Tempo obtuso Raios de sol na manhã de outono caminho sem rumo pela cidade distante.
Joca Faria (*)


A João Nicolau Vejo mapas de nossa mãe América continuo a caminhar, cães morrem em frente ao meu portão sem nada podermos fazer, não somos donos nem de nossa vida. Faço provas de concursos, navego contra a corrente no rio de nossa cidade, não vejo mais a cachoeira do Potim tudo se perde no tempo.Dezoito anos se passaram e tudo mudou só não muda minha vontade de vencer.
Por estes dia ando lendo o livro Tempo Obtuso de João Nicolau que é um presente para nossa sensibilidade é feito de uma poesia sintética nuca havia lido que alguém não gosta-se do próprio cheiro. Esta amigo e agora poeta me surpreendeu, não havia ainda nenhum trabalho dele que fizesse brilhar os olhos, talvez o João devesse esquecer suas câmeras e ações e dedicar-se a palavra escrita e procurar chegar em imagens ao requinte de seu livro de estréia Tempo Obtuso.
João, longe de estar na querida classe média é um Dom Quixote sem nenhum Sancho Pança, está sempre só, passa pelos grupos de nossa terra com seu cabelo grande e cara de pouca simpatia. Mas por trás deste ar arredio, São José dos Campos tem mais um poeta.

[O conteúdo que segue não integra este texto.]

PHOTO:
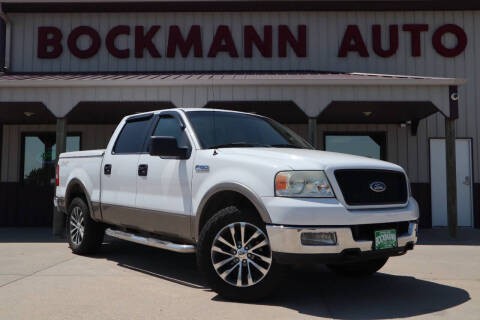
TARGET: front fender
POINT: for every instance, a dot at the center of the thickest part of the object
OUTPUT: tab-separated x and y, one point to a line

Este passa já a ter o direito de se intitular sem precisar ganhar diplomas de nossa Irmandade Neo Filosófica, se bem que merece um premio Lá Merda por seus personagens e mau humores.
Talvez seja sim um artista num tempo em que ser artista não é nada como diz abda Almirez, 1 se chegarmos num caixa bancário e bradarmos que somos artistas seremos presos E daí? Né senhora Beti Souza E DAÍ? Né.
Parabéns, Nicolau, agora és um maldito completo, és mais um errante poeta, com um livro teu embaixo do braço, vá siga tua sina maldita de mais um sofredor nestas terras cassianicas. De bem aventuras e bombas de Deus, fazemos carros aviões e brincamos de Deus, simples poetas.
Há a tribo maldita a que pertencemos, prefiro ser um maldito poeta a um político ladrão.
Nossos olhos se abrem ao ler João Nicolau, ele esta nu a andar por nossas avenidas, que se dispa de sua alma, agora estamos afoitos a esperar um novo livro. Quem sabe desta torta mente nasça um grande longa-metragem.
Parabéns amigo-inimigo, sempre presente nas horas mais incertas.És João, não vais ficar envaidecido não. Ser poeta e abrir os olhos diante das estrelas pulsantes. Serás apenas mais um feiticeiro a buscar sentidos em latas de lixo.